Extreme temperatures turned Broadstone Road into sticky, black goo yesterday as the heat liquified the asphalt.

One onlooker described how his feet ‘got suck’ when walking across the surface, while tarmac was lodged in the treads of his tyres.

He added: ‘It sounded like it had just rained and the cars were driving
through the puddles.’

Temperatures hit a record 34.3C° in Greater Manchester yesterday – beating the previous record of 33.9C° from July 25, 2019.

They then stretched to 38C° today while the whole country’s all-time highest temperature was exceeded.

Roads in the sun can get as hot as 50C°, and at these temperatures, they begin to become soft, according to the Road Surface Treatments Association.

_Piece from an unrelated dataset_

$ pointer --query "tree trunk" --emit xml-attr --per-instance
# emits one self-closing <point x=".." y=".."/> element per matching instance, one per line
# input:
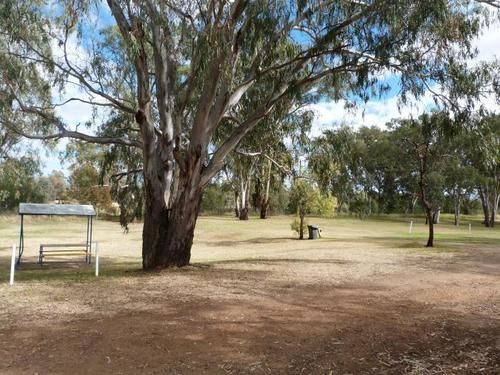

This is because the road surface absorbs heat and this builds up during the day.

When temperatures soar some councils grit the roads to prevent them
from melting.

Speaking last week Howard Robinson, chief executive of the Road Surface Treatments Association, said: ‘Drivers may be bemused to see the gritters out in the summer when they are usually spreading grit and salt during the winter.

‘However, this is effective standard practice for keeping a road
surface safe during extreme prolonged hot temperatures.

‘Asphalt is a bit like chocolate – it melts and softens when it’s hot and goes hard and brittle when it’s cold – it doesn’t maintain the same strength all year round.’

Stockport Council has been contacted for a comment.